Allowing knowledge workers to override automated or semiautomated decisions can help alleviate both of these problems. Such measures can not only lead to better decisions but also reduce resentment or even rebellion against the system. Of course, if experts constantly override it, you must find out why.
Another way of smoothing the path to structure is letting knowledge workers use familiar, typically free-access tools when they interact with a structured system. To alert them when it’s time to use a structured application, for example, have it send them an e-mail. If a structured task requires, say, passing financial information to and from the system, let workers use a spreadsheet. Always remember: high-end knowledge workers don’t want to spend all their working hours interacting with automated tools.

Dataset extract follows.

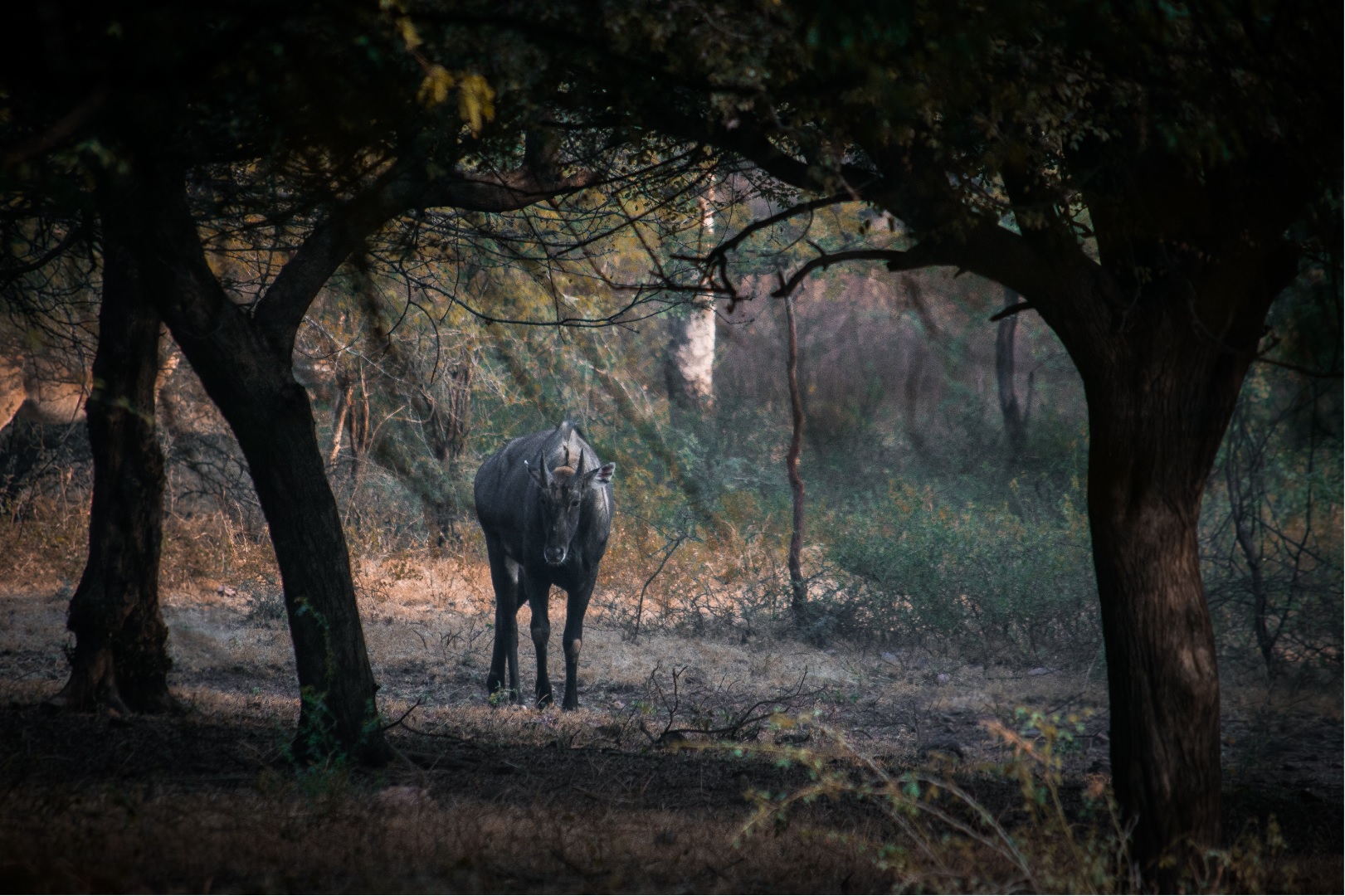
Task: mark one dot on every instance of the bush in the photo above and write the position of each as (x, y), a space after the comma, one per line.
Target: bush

Finally, it’s critical to ensure that at least some knowledge workers and executives understand how the structured system works, so they can be alert for signs that it is out of kilter with changes in the economic environment or business model. Identifying such mismatches will help organizations know when they should pull the plug on structured systems and return to human judgment—a return that can save them from losing lots of money, fast.
We live in a world where knowledge-based work is expanding rapidly. So is the application of technology to almost every business process and job. But to date, high-end knowledge workers have largely remained free to use only the technology they personally find useful. It’s time to think about how to make them more productive by imposing a bit more structure. This combination of technology and structure, along with a bit of managerial discretion in applying them to knowledge work, may well produce a revolution in the jobs that cost and matter the most to contemporary organizations.